Die Würze selbst fließt auf ein Zwischenfaß mit Schwimmer, welches die
Gährbottiche der drei Reihen speist. In diesen erreicht die Hauptgährung ihr
Ende. – Das Jungbier kann aber auch jetzt nicht unmittelbar zur
Nachgährung gefaßt werden, weil in Folge des ungewöhnlich großen Gehaltes der
Lagerfässer die Nachgährung durch die Masse des Jungbiers zu stark angefacht
würde. Sie muß also vorher gewissermaßen auf den Nullpunkt herabgestimmt werden,
zu welchem Behuf das Jungbier erst auf kleinere, sehr flache Gefäße abgelassen
wird; sie kühlen das Bier beträchtlich ab; die Gasentwickelung hört völlig auf,
die Hefe sinkt, von der Ruhe begünstigt, zu Boden, der Rest der Kohlensäure
entweicht, und zwar so, daß das Bier für diese Zwischenzeit völlig schaal wird.
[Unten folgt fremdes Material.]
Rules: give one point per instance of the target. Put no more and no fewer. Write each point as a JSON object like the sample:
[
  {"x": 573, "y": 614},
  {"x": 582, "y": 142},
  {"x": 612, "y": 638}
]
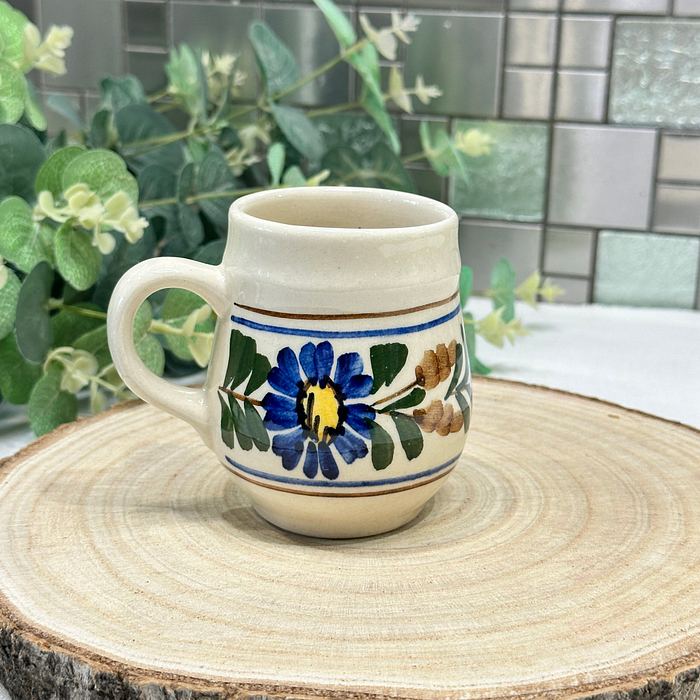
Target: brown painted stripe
[
  {"x": 335, "y": 317},
  {"x": 274, "y": 487}
]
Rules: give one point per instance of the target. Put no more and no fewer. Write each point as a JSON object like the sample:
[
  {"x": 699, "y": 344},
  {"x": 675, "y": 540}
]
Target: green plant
[{"x": 78, "y": 210}]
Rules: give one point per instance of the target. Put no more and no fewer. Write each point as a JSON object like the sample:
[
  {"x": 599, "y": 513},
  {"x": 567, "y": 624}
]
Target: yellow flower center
[{"x": 321, "y": 409}]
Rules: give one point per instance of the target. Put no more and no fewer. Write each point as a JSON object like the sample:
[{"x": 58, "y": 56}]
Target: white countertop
[{"x": 647, "y": 359}]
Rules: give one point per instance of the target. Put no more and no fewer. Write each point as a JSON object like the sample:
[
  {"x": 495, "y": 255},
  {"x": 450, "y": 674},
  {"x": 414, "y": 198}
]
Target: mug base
[{"x": 339, "y": 518}]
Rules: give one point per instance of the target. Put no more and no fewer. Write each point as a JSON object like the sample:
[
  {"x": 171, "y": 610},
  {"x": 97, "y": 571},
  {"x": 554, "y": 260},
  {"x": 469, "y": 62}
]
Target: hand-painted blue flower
[{"x": 315, "y": 411}]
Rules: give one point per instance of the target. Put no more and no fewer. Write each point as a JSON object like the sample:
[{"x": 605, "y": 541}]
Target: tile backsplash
[{"x": 593, "y": 105}]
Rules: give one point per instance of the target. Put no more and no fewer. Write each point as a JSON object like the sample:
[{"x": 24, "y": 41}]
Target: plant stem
[
  {"x": 240, "y": 397},
  {"x": 397, "y": 393},
  {"x": 333, "y": 109}
]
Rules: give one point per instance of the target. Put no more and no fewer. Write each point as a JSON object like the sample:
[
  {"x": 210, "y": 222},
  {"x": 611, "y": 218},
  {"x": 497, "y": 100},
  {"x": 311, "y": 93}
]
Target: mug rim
[{"x": 445, "y": 216}]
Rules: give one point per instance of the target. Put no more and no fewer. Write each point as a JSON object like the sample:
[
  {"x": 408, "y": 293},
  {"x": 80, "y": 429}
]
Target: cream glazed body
[{"x": 338, "y": 392}]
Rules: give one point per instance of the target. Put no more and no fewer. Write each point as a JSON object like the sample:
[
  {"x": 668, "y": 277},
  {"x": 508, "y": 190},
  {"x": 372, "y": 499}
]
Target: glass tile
[
  {"x": 509, "y": 182},
  {"x": 641, "y": 269},
  {"x": 656, "y": 72}
]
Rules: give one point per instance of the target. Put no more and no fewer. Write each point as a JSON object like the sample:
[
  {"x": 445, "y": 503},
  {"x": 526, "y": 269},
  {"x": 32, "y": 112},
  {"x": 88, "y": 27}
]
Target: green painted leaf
[
  {"x": 410, "y": 435},
  {"x": 476, "y": 366},
  {"x": 227, "y": 434},
  {"x": 466, "y": 410},
  {"x": 12, "y": 23},
  {"x": 255, "y": 427},
  {"x": 104, "y": 172},
  {"x": 48, "y": 406},
  {"x": 261, "y": 368},
  {"x": 67, "y": 326},
  {"x": 120, "y": 92},
  {"x": 13, "y": 93},
  {"x": 240, "y": 361},
  {"x": 502, "y": 286},
  {"x": 77, "y": 259},
  {"x": 22, "y": 240},
  {"x": 408, "y": 401},
  {"x": 382, "y": 446},
  {"x": 378, "y": 168},
  {"x": 50, "y": 176},
  {"x": 21, "y": 156},
  {"x": 245, "y": 441},
  {"x": 151, "y": 353},
  {"x": 32, "y": 110},
  {"x": 95, "y": 342},
  {"x": 214, "y": 175},
  {"x": 457, "y": 372},
  {"x": 299, "y": 130},
  {"x": 275, "y": 162},
  {"x": 338, "y": 22},
  {"x": 387, "y": 361},
  {"x": 465, "y": 285},
  {"x": 66, "y": 107},
  {"x": 33, "y": 332},
  {"x": 9, "y": 295},
  {"x": 277, "y": 64},
  {"x": 17, "y": 376}
]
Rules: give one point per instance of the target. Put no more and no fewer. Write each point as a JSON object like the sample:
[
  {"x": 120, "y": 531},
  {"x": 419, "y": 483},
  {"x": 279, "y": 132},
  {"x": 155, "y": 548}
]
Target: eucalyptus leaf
[
  {"x": 77, "y": 259},
  {"x": 381, "y": 167},
  {"x": 299, "y": 130},
  {"x": 21, "y": 156},
  {"x": 338, "y": 22},
  {"x": 23, "y": 241},
  {"x": 277, "y": 64},
  {"x": 33, "y": 331},
  {"x": 50, "y": 176},
  {"x": 17, "y": 376},
  {"x": 48, "y": 405},
  {"x": 104, "y": 172},
  {"x": 13, "y": 93},
  {"x": 65, "y": 107},
  {"x": 9, "y": 295}
]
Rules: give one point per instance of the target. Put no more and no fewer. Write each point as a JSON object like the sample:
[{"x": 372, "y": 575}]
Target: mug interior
[{"x": 345, "y": 208}]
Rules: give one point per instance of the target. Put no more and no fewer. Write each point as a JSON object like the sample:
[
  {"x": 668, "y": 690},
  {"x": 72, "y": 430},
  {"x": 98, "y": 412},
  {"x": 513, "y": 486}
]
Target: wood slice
[{"x": 560, "y": 560}]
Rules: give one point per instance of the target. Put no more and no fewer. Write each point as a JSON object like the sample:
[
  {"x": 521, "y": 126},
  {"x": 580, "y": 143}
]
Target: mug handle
[{"x": 149, "y": 276}]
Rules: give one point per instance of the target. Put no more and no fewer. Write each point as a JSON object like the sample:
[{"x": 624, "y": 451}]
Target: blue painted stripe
[
  {"x": 342, "y": 484},
  {"x": 374, "y": 333}
]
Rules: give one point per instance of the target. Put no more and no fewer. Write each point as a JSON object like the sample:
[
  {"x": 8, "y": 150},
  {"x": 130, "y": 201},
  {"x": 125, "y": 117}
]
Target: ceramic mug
[{"x": 339, "y": 391}]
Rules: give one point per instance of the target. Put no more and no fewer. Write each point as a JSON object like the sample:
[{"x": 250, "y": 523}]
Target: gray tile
[
  {"x": 533, "y": 5},
  {"x": 527, "y": 93},
  {"x": 89, "y": 57},
  {"x": 601, "y": 176},
  {"x": 680, "y": 158},
  {"x": 149, "y": 68},
  {"x": 656, "y": 72},
  {"x": 677, "y": 209},
  {"x": 687, "y": 8},
  {"x": 638, "y": 269},
  {"x": 568, "y": 251},
  {"x": 312, "y": 41},
  {"x": 145, "y": 24},
  {"x": 482, "y": 244},
  {"x": 428, "y": 183},
  {"x": 219, "y": 29},
  {"x": 585, "y": 42},
  {"x": 581, "y": 96},
  {"x": 646, "y": 7},
  {"x": 575, "y": 291},
  {"x": 531, "y": 39},
  {"x": 462, "y": 55}
]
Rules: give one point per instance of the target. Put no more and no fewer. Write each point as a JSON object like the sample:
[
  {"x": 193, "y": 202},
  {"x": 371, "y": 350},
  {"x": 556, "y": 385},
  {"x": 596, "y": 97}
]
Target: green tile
[
  {"x": 656, "y": 72},
  {"x": 508, "y": 183},
  {"x": 638, "y": 269}
]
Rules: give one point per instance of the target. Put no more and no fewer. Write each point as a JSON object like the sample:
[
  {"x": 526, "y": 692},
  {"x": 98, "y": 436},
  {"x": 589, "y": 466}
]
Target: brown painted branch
[{"x": 240, "y": 397}]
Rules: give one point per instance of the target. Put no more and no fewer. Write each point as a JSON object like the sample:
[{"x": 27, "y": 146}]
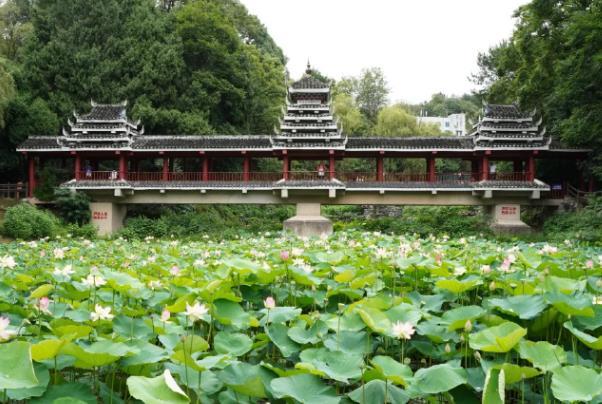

Allein die englischen Brauer wissen, daß dieses Abfallen nur vorübergehend und
bei der Stärke ihrer Biere ohne verderbliche Folgen ist. So kommt es in die
Lagerfässer.
Das Ale, seinem Begriffe nach ein substantiöses, unzersetzten Zucker enthaltendes
Bier, darf durchaus nicht bis zu dem Grad vergähren wie der Porter. Große
Gährgefäße würden es nur sehr erschweren, einen gewissen Theil des Zuckers dem
Biere zu erhalten, daher die Alewürze schon von vornherein in kleineren
Gährgefäßen gestellt wird. Diese sind meist viereckig, eher Kasten als Bottiche
zu nennen, und ebenfalls reihenweise gestellt. Nach vollendeter Hauptgährung
kommt das Ale unmittelbar in die Lagerfässer, die von derselben Art sind, wie
für den Porter.
In England ist es schon längst und allgemein üblich, den Extractgehalt der Würze
vor, während und nach der Gährung zu vergleichen und darnach den Vergährungsgrad
festzusetzen. Der Gehalt wird jedesmal mittelst eines Saccharometers bestimmt,
dessen Graduirung die Pfunde Extract im Barrel Bier anzeigt.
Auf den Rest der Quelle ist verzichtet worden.